Personale

Obbligo di rimborso Inail al dipendente anche se l’infortunio nasce da imprudenza

di Federico Gavioli

L'ipotesi che il dipendente comunale, durante una pausa di lavoro, si infortuni anche a seguito di un comportamento imprudente, non fa venir meno la responsabilità del Comune che, in qualità di datore di lavoro, è comunque tenuto alla prevenzione rispetto a eventuali comportamenti meramente colposi del lavoratore. La Corte di cassazione, con la sentenza n. 12807/2018, ha respinto il ricorso di un Comune che aveva impugnato la sentenza dei giudici di secondo grado, che lo avevano chiamato a rispondere del pagamento del danno all'Inail per l'infortunio di un suo dipendente.

Il contenzioso
Un Comune ha proposto ricorso per cassazione avverso la sentenza della Corte d'Appello del 2012, la quale, in parziale riforma della sentenza di primo grado, lo ha ritenuto responsabile dell'infortunio sul lavoro occorso a un suo dipendente e conseguentemente lo ha condannato a rimborsare all'Inail una cifra di poco inferiore ai 39mila euro.
Il Comune ricorrente, nel ricorso in Cassazione sostiene, con l'unico motivo, che l'infortunio sarebbe da riportare a colpa esclusiva del lavoratore, il cui comportamento integrava gli estremi del rischio elettivo.
Per l'ente locale il comportamento è individuato nel fatto che dipendente comunale, in piedi sul predellino posteriore del camion di raccolta dei rifiuti, al momento del passaggio in una strettoia tra due muri, si era sorretto sulla barra laterale, e non su quella orizzontale, così finendo con la mano schiacciata tra la barra e il muro del limitrofo edificio.
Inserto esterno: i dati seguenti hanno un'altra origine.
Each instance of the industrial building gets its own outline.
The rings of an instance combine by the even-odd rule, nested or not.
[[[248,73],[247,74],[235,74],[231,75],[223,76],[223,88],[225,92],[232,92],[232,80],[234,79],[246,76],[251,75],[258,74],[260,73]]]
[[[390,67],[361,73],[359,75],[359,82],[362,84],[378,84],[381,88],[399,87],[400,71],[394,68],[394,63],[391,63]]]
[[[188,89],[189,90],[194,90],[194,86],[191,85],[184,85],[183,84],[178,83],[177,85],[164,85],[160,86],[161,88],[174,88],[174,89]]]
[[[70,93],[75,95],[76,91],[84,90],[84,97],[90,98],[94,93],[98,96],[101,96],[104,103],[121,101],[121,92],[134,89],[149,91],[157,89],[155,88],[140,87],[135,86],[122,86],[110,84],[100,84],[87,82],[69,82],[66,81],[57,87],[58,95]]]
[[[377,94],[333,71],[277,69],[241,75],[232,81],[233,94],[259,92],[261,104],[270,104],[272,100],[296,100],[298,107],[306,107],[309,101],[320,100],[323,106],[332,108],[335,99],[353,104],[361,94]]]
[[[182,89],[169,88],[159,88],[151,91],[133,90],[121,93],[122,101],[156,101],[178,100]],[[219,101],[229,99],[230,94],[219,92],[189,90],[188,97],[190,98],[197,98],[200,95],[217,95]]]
L'analisi dei giudici di legittimità
Per i giudici di legittimità il ricorso è da rigettare. La Cassazione, nel richiamare in merito l’orientamento della giurisprudenza di legittimità, ritiene che il comportamento del dipendente comunale non ha le caratteristiche proprie del rischio elettivo che si determina nelle ipotesi in cui venga tenuto dal lavoratore una condotta «abnorme, inopinabile ed esorbitante che si ponga “al di fuori dell'attività lavorativa e prescindendo da essa, come tale idonea ad interrompere il nesso eziologico» con la prestazione e, quindi, non rientrante nella copertura dell'obbligo di sicurezza datoriale, notoriamente esteso, viceversa, alla prevenzione rispetto ad eventuali comportamenti meramente colposi del lavoratore.
Per i giudici di legittimità non ha neppure rilievo il fatto, che nel ricorso il Comune abbia indicato che il dipendente al momento dell'infortunio stesse fumando. Quanto dichiarato nel ricorso dell'ente locale e cioè che il lavoratore «per fumare e stare in equilibrio sul predellino pone la mano dove non dovrebbe senza a ben vedere spiegarsi, data la genericità dell'affermazione, quale fosse la concreta dinamica che possa in ipotesi esplicitare un concreto nesso causale tra l'atto del fumare e l'avere posto la mano sulla barra laterale, in quanto, ad esempio, addirittura il fatto che l'altra mano sorreggesse la sigaretta, è escluso dal tenore della deposizione testimoniale riportata nel medesimo ricorso per cassazione».